Опыт Армении показывает что диаспора, даже влиятельная и обладающая навыками и капиталом, не всегда может оказывать позитивное влияние на развитие страны происхождения. В начале 1990-х годов, после распада СССР, в Армении имелись хорошие перспективы для перехода к развитой рыночной экономике, так как это была одна из наиболее образованных и самой индустриальной из Советских республик. Считалось, что “кремниевая долина Советского Союза”, где сосредоточены высокотехнологичные отрасли промышленности с развитой инфраструктурой и рабочей силой, известной своими талантами, быстро преодолеет переходный период. Армения, которая в 1990 году насчитывала около 3,5 млн. внутреннего населения, имела поддержку диаспоры, в которой проживало более 1 млн. армян в США и, по меньшей мере, 1млн. проживающих в Европе, на Ближнем Востоке и Латинской Америке. Эти диаспоры были успешны как в экономическом, так и в профессиональном плане, а также хорошо организованы политически и социально. Кроме того, насчитывалось 1,5 миллиона российских армян, традиционно весьма влиятельных, на которых тоже можно было рассчитывать. Территориальный конфликт в Карабахе и землетрясение 1988 года мобилизовали армян во всем мире под идеей защиты национальной идентичности и продвижения национальной консолидации. Однако в последующие годы, несмотря на интерес и инвестиции сетей диаспор, правительство Армении скорее видело в их членах угрозу своему режиму и конкуренцию. Поскольку государство и чиновники извлекали большую выгоду из импорта, который остается самым прибыльным бизнесом, многие выступали против притока инвестиций, которые были направлены на то, чтобы заменить импорт внутренним производством. Таким образом, враждебность принимающего правительства сорвала большинство попыток диаспоры инвестировать в свою родную страну.

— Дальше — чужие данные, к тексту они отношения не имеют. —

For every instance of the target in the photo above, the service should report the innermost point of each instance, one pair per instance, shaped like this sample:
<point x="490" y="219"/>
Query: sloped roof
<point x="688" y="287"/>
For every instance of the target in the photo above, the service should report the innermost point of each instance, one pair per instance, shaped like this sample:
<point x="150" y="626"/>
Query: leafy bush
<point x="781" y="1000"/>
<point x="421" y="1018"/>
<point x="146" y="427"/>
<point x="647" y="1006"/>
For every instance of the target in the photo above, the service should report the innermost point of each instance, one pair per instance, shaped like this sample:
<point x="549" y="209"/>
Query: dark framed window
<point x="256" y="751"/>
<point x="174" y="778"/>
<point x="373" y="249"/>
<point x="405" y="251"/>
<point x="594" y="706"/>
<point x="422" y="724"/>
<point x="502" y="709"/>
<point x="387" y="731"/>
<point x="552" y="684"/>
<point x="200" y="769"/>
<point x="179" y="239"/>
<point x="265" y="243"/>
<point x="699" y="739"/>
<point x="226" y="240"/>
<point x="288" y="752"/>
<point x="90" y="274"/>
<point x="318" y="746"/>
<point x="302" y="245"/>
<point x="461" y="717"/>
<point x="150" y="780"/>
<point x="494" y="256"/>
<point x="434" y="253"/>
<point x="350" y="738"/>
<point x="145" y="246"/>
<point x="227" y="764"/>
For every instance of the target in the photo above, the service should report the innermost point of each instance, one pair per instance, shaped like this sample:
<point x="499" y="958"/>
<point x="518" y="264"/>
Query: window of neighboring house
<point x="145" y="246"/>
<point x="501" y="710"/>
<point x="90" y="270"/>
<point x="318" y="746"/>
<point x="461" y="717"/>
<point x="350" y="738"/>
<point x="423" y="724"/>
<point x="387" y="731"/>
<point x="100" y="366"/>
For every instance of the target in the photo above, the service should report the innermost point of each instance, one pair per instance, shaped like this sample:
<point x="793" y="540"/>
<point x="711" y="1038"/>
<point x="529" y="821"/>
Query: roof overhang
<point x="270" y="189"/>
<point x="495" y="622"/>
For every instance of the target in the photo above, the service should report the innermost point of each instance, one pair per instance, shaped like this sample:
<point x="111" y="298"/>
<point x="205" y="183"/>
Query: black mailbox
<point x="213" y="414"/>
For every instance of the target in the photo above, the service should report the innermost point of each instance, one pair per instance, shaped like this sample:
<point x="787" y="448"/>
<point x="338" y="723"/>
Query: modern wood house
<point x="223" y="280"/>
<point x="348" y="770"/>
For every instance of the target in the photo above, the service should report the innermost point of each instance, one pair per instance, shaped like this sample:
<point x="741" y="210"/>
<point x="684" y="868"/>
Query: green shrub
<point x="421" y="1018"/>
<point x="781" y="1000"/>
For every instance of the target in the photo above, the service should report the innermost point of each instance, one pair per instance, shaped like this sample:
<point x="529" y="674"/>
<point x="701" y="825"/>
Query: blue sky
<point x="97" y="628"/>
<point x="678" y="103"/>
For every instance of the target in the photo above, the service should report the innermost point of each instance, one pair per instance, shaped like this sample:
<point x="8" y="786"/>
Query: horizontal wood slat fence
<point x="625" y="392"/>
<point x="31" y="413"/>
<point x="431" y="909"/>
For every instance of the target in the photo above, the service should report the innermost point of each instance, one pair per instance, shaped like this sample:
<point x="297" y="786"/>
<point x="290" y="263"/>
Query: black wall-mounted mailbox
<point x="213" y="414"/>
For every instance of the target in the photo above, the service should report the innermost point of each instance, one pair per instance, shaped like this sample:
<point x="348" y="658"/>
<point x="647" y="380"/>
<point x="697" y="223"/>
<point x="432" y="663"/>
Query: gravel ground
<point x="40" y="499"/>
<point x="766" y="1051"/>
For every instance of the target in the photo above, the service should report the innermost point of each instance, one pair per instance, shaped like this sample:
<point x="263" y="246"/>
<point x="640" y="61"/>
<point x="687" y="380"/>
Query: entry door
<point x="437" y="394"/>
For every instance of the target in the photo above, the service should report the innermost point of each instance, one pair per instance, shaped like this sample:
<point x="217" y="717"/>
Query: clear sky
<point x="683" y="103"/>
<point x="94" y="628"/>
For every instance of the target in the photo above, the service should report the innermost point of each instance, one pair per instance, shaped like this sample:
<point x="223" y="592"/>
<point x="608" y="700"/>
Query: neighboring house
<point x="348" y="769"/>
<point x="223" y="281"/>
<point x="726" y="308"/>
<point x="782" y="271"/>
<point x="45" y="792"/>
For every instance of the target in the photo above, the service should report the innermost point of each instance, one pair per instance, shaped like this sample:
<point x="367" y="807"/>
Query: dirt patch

Усугубило проблему и то, что диаспора никогда систематически не пыталась защитить своих членов от злоупотреблений элиты. Диаспора стремилась ограничивать публичную критику из-за заботы о репутации правительства. Пока режим в Армении в значительной степени зависел от поддержки диаспоры, она не использовала это преимущество для того, чтобы обеспечить себе более активную роль в процессе развития Армении. Напротив, диаспора предоставила безусловную финансовую и политическую поддержку режиму, который блокировал попытки диаспоры расширить производственные инвестиции. Поддержка диаспоры снижает давление на внутреннюю элиту, тем самым подрывая спрос на дальнейшие реформы, особенно для улучшения бизнес климата, а правящая элита получает дополнительные ресурсы для выживания, которые обеспечивают передышку для отсрочки необходимых реформ, несмотря на крайнюю нищету и утечку наиболее квалифицированных кадров из страны.
По мнению авторов публикации, успешные сети диаспор объединяют следующие три основные черты:
- Сети диаспор объединяют людей с сильной внутренней мотивацией;
- Члены диаспор играют как прямые роли (реализуют проекты в родной стране), так и косвенные роли (выступают в качестве мостов и связующих сетей для разработки проектов в своей стране).
- Успешные инициативы, как правило, переходят от дискуссий о том, как вовлечь страну происхождения к реализации конкретных проектов, к ощутимым фактическим результатам.
В целом, потенциал участия диаспоры в развитии своей страны происхождения, как показано во всей этой книге, является высоким. Такими же высокими являются риски неудач и разочарований. Для каждой истории успеха из Китая, Индии и Шотландии найдется много историй – из Аргентины, Армении и Колумбии – где члены диаспор пытались внести свой вклад в родные страны, но столкнулись с серьезными препятствиями. В других странах сети диаспор так и не появились, несмотря на большое количество высококвалифицированных мигрантов, которые, однако, даже не пытаются связать себя со своими родными странами (например, Россия и Украина).